私たちは、逃げてるものに向き合う勇気がない。それぞれ、自分を苦しめている本当の原因があるはずだ。だけど、まだ幼いから、自分じゃどうしようもない。

…だから、

「まだ逃げててもいいんじゃないかな。」

終わらせたら、この感情も消えちゃう。
この世界を恨む気持ちも、死にたい気持ちも、まだ生きたい気持ちも、絶望も、紫亜を想う気持ちも。

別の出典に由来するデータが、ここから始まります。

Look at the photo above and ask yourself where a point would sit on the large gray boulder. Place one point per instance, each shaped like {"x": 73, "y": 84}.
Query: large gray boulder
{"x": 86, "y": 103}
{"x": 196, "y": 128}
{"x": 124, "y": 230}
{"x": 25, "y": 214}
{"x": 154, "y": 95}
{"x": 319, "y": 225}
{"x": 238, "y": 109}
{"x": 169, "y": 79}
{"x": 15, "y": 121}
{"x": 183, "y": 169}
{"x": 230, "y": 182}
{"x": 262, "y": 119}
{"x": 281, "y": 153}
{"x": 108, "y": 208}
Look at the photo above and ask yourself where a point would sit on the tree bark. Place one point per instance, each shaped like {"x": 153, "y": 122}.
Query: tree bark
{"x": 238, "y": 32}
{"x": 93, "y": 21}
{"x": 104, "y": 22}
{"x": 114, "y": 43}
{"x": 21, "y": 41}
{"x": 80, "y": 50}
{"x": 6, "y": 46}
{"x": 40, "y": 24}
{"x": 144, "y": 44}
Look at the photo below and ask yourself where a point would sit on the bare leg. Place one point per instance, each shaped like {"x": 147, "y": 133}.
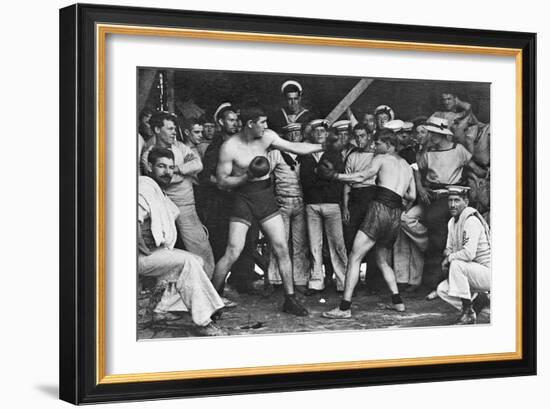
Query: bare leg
{"x": 361, "y": 245}
{"x": 235, "y": 244}
{"x": 274, "y": 229}
{"x": 387, "y": 271}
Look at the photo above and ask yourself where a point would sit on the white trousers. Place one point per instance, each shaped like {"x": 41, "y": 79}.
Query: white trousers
{"x": 191, "y": 283}
{"x": 464, "y": 279}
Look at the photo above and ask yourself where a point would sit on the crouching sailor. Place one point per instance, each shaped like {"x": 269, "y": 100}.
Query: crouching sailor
{"x": 467, "y": 256}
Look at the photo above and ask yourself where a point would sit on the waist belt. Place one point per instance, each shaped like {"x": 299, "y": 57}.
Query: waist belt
{"x": 358, "y": 193}
{"x": 255, "y": 186}
{"x": 388, "y": 198}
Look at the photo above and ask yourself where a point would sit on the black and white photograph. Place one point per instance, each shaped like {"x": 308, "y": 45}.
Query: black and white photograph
{"x": 281, "y": 203}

「死にたいのは、幸せになりたいから。この世界に幸せなんてないのを知ってるから。

じゃあ、ずっと逃げ続けよう。幸せになれない世界で生きる奴らを馬鹿にし続けながら、
ずっと、私たちは逃避行を続けよう。
紫亜には、好きも未練もないんだよね。
ならこれから作ろう。
それに、私が紫亜の未練になるから。
私がいるから生きたいってなってくれたら、へへ、嬉しいな、とか。
一緒に色んなことをしよう。今日みたいに。
それで、もういいな、って思ったら死のう。

それまでは、生きようよ。

それが私の出した答え。」

紫亜が死にたいのは、きっと何もないから。空っぽだから。私みたいにぐちゃぐちゃ考えて、喚いたりしないから。だったら、私みたいになっちゃえばいい。ぐちゃぐちゃ考えて喚くようになっちゃえばいい。好きと未練を作ってしまえばいいんだ。それで、嫌なことからは逃げ続けて、
大人達からも逃げ続けて、
子供のままでいよう。
わがままでいよう。
私たちは苦しいんだ。だから。
ずっとずっと死ぬまで逃避行を続けよう。
毎日が今日にしよう。

「…そんなの許されないよ」

…そうだね

でも、まだ子供だから。



「大人になるまではそれでいいんじゃないかな。